В полном порядке. Сердечный вам привет, родители! Я вовсе не так уж бесшабашен, как пытается изобразить меня Брамми. Крепко всех целую.

Эрни

Тссс... Не волнуйся, отче!" <...>

Только в конце сентября 1918 года Эрни описал нам во всех подробностях момент, когда он был на волосок от гибели. Письмо это, по предложению папы, было опубликовано в газете "Оук-Ливс". Статья называлась "227 РАНЕНИЙ", и в ней говорилось:

"Доктор Хемингуэй, сын которого Эрнест М. Хемингуэй, состоящий на службе в доблестных частях Красного Креста в Италии и совершивший геройский поступок, о котором рассказывалось в недавнем выпуске "Оук-Ливс", получил письмо от Норта Уинтипа, американского консула в Милане, где тот с большой похвалой отзывается о мужестве сына доктора и сообщает о своем намерении всячески заботиться о нем. А от самого Эрнеста, все еще находящегося в госпитале, пришло письмо следующего содержания:

"Дорогие мои!

Я что хочу сказать, домочадцы! Наверное, по поводу моей гибели под пулями у вас был большой шум! "Оук-Ливс" и листок оппозиции были получены здесь сегодня и заставили меня призадуматься. По всей вероятности, вы недостаточно ценили меня, когда я обитал в лоне семьи. Лучше этого могло бы быть только чтение собственного некролога после того, как ты пал на поле брани!

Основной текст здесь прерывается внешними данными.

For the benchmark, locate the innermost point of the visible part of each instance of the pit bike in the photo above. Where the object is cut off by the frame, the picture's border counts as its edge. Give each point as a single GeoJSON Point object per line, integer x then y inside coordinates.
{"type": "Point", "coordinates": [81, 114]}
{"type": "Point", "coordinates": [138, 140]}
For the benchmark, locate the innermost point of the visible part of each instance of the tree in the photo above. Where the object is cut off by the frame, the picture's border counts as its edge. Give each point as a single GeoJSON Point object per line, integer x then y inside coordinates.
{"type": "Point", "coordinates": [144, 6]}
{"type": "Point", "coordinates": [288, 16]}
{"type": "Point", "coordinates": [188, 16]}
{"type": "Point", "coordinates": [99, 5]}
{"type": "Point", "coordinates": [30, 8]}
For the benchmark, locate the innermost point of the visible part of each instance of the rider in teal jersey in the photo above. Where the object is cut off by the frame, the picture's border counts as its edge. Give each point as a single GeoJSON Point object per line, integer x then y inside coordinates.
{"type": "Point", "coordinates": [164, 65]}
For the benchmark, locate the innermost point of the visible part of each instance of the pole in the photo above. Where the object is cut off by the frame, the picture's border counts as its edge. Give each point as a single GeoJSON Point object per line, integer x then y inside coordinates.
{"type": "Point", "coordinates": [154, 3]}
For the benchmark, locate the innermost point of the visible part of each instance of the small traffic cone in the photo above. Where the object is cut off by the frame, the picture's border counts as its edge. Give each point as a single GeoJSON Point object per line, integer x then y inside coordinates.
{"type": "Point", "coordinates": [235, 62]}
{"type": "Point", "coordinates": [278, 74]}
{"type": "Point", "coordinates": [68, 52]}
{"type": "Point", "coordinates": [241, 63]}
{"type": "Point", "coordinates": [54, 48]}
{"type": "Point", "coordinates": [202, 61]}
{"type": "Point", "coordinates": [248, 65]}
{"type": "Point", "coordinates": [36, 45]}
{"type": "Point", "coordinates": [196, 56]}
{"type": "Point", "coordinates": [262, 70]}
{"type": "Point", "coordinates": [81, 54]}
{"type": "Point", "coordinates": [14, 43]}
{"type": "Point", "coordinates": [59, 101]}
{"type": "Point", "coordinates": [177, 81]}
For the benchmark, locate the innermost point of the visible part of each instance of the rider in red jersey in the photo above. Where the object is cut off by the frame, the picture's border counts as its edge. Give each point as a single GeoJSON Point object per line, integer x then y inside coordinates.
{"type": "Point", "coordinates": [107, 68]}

Знаете, люди говорят, что шутить по поводу этой войны не приходится, и они правы. Не скажу, чтобы это был ад, потому слово это несколько затаскано со времен генерала Шермана, но несколько раз я мечтал очутиться там, в надежде, что в аду еще не достигли той степени изуверства, свидетелем которого являюсь сейчас я.

Взять хотя бы окоп во время наступательных действий, в котором среди группы солдат находишься и ты. Снаряд, — если он не угодил в кого-то прямо, — не так уж плох.

Тут все дело в том, попадет в тебя осколок при разрыве или нет. Но, если попадание прямое, ты оказываешься с ног до головы обрызганным тем, что было прежде твоим приятелем, — в буквальном смысле слова обрызган.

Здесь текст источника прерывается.